Presented by Jeremy Paxman
As if we hadn't had enough excitement with the launches of the Labour and Tory manifestos, today Nick Clegg unveiled the Liberal Democrats' offering.
It promises to "hardwire fairness into British society" by, among other things, raising the personal tax allowance to £10,000 per person.
They say they'll pay for it by restricting pension tax relief to the basic rate and clawing back over £4bn lost to tax avoidance each year.
It all adds up, they claim.
We'll be asking the party's Deputy Leader and Shadow Chancellor Vince Cable if it really does.
And Michael Crick followed Nick Clegg to Oldham - where an unseemly spat over dirty tricks allegations has been playing out between the Lib Dems and Labour.
If your preferred party has no chance of winning where you live, should you consider voting for the least worst party that might?
David Grossman will be investigating the use of tactical voting - he's been to the marginal Labour-held seat of Hastings to see if it can work.
Electoral politics is about to change forever in this country.

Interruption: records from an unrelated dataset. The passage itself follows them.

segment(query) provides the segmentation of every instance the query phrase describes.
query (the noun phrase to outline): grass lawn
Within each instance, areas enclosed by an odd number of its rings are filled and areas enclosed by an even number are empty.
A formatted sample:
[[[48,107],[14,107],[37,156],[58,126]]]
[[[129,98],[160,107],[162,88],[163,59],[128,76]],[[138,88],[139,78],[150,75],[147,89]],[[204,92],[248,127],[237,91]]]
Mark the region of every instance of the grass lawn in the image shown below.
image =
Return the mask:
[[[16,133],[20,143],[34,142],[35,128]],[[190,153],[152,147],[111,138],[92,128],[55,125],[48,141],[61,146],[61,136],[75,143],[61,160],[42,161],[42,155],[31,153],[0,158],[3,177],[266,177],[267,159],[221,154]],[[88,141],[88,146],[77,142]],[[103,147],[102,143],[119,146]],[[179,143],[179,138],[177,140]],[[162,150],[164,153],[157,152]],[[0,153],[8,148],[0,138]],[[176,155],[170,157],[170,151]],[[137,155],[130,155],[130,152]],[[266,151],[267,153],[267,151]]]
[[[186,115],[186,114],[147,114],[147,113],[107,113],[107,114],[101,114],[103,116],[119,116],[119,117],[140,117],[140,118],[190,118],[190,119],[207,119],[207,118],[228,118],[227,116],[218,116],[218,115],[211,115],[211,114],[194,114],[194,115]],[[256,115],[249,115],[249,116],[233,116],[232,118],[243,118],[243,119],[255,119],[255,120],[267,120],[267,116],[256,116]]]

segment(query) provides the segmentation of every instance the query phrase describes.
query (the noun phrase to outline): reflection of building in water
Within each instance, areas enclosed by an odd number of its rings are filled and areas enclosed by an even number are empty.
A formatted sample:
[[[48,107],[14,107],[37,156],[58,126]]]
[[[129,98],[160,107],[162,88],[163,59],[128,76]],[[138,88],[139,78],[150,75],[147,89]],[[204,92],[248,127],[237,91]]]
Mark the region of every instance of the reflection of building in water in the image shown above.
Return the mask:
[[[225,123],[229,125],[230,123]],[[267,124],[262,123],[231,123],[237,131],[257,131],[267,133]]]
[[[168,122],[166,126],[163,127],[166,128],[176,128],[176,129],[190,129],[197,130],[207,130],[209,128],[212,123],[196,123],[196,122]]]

Tomorrow the leaders of the three main Westminster parties will debate live on television for the first time.
David Cameron says he's worried the public might feel short-changed and that the debate format may end up being "a bit slow and sluggish".
We'll have the latest on the preparations by the party leaders and our political panel will hold their own debate.
Also tonight, the comedian Danny Robins will be trying to find out if political messages might be more effective in song.
He has three candidates on board and leading bands and songwriters in tow.
The experiment starts tonight, complete with barber shop quartet.